Avaliação docente: Aulas assistidas suspensas por mais um ano

spm1A avaliação do desempenho docente, na sua vertente externa, vai continuar suspensa no próximo ano letivo. A informação foi confirmada pelo Sindicato dos Professores da Madeira, um dos parceiros a quem a Secretaria Regional da Educação pediu parecer sobre um conjunto de alterações que pretende implementar no processo de avaliação dos professores.

O diploma é de 2012 e começou a ser aplicado no ano letivo 2013-14. No entanto, após dois anos no terreno, a experiência das aulas assistidas foi este ano suspensa na Região e está a ser revista pela tutela. A Secretaria Regional da Educação quer desburocratizar e tornar o processo de avaliação mais funcional, sobretudo na parte que respeita à observação de aulas e/ou atividades pedagógicas (avaliação externa).

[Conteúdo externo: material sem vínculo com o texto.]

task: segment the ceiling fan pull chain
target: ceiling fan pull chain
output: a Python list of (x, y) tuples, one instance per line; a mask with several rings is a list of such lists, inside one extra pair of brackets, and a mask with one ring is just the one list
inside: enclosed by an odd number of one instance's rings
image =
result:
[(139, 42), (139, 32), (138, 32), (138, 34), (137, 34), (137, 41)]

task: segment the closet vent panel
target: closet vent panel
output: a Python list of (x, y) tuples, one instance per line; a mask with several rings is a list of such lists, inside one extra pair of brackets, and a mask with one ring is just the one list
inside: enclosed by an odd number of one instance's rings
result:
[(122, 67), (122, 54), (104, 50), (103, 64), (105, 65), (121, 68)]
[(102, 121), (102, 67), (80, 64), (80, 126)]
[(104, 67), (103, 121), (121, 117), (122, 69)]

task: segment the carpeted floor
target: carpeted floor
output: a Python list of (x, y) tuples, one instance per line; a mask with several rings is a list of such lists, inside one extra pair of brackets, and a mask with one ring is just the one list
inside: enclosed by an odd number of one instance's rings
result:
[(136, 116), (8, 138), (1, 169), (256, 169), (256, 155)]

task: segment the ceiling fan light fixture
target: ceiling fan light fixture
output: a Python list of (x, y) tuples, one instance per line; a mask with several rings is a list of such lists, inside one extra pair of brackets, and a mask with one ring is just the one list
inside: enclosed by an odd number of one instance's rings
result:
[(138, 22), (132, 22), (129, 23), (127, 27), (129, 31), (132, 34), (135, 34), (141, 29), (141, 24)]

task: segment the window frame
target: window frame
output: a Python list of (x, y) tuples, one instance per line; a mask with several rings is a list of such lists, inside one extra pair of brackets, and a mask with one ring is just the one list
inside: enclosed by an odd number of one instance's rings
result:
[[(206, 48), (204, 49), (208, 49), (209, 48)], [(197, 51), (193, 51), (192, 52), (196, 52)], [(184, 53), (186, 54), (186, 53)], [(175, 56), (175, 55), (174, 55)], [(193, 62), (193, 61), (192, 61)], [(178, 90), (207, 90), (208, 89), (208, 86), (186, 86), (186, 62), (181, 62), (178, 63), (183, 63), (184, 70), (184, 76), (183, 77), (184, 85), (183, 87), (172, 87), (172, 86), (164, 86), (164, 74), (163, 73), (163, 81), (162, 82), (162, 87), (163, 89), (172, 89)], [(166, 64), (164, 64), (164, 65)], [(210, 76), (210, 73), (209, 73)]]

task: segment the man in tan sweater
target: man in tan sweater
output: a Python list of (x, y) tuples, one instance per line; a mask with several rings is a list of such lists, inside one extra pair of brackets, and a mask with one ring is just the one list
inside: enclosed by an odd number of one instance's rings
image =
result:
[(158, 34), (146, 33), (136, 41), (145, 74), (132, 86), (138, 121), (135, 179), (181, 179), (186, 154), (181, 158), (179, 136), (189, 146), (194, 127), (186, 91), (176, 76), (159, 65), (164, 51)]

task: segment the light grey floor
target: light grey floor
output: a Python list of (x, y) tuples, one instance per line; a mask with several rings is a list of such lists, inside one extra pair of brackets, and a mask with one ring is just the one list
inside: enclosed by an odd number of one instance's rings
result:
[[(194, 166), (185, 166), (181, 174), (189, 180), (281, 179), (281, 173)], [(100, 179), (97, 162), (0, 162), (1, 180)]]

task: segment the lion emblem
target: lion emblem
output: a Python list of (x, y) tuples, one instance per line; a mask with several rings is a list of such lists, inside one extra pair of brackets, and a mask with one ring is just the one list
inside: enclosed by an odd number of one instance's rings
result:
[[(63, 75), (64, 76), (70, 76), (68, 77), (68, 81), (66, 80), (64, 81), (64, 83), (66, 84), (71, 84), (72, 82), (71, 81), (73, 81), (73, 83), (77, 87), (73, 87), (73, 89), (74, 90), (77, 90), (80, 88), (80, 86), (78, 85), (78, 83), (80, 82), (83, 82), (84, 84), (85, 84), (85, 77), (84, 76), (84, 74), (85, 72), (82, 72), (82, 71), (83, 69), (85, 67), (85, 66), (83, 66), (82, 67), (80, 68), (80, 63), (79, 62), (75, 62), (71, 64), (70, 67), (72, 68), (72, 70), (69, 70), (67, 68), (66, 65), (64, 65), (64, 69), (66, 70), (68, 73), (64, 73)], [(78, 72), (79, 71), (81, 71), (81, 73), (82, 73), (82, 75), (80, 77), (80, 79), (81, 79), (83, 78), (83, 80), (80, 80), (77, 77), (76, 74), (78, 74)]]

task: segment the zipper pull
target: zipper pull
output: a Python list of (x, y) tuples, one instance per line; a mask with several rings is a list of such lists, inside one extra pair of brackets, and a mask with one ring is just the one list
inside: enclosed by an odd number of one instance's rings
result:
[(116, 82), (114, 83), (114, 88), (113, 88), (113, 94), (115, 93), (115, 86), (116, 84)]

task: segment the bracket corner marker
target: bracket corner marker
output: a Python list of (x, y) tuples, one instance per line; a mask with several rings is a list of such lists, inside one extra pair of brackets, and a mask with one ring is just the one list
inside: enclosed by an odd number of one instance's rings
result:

Numa  lógica de tornar o processo abrangente e participativo, a SRE tem vindo, nas últimas semanas, a solicitar às escolas e aos parceiros parecer sobre as suas propostas de alteração. Esta terça-feira, foi a vez de elementos do Sindicato dos Professores da Madeira reunirem com a SRE, naquela que foi a primeira reunião de negociação sobre as propostas de mudança na avaliação do desempenho docente. Sobre a mesa estiveram ainda em análise o diploma regional que regulamenta o processo de constituição e funcionamento da bolsa de avaliadores externos, o despacho que estabelece os parâmetros regionais de avaliação externa, bem como os modelos de referência para os instrumentos de registo a utilizar na observação de atividades educativas, aulas ou estratégias de intervenção a efetuar pelos avaliadores externos no processo de avaliação do desempenho docente.

escola da ponte josé pacheco

No entanto, o processo de observação de aulas e atividades deverá ficar suspenso por mais um ano. O SPM propôs à tutela que reduzisse o processo avaliativo apenas à elaboração do relatório de autoavaliação anual, enquanto se mantiver a situação de congelamento nas carreiras da função pública. Uma situação que deriva dos constrangimentos orçamentais e que impedem que o tempo de serviço conte para a progressão na carreira, o que impossibilita que se cumpra o efeito mais importante da avaliação previsto no Estatuto da Carreira Docente.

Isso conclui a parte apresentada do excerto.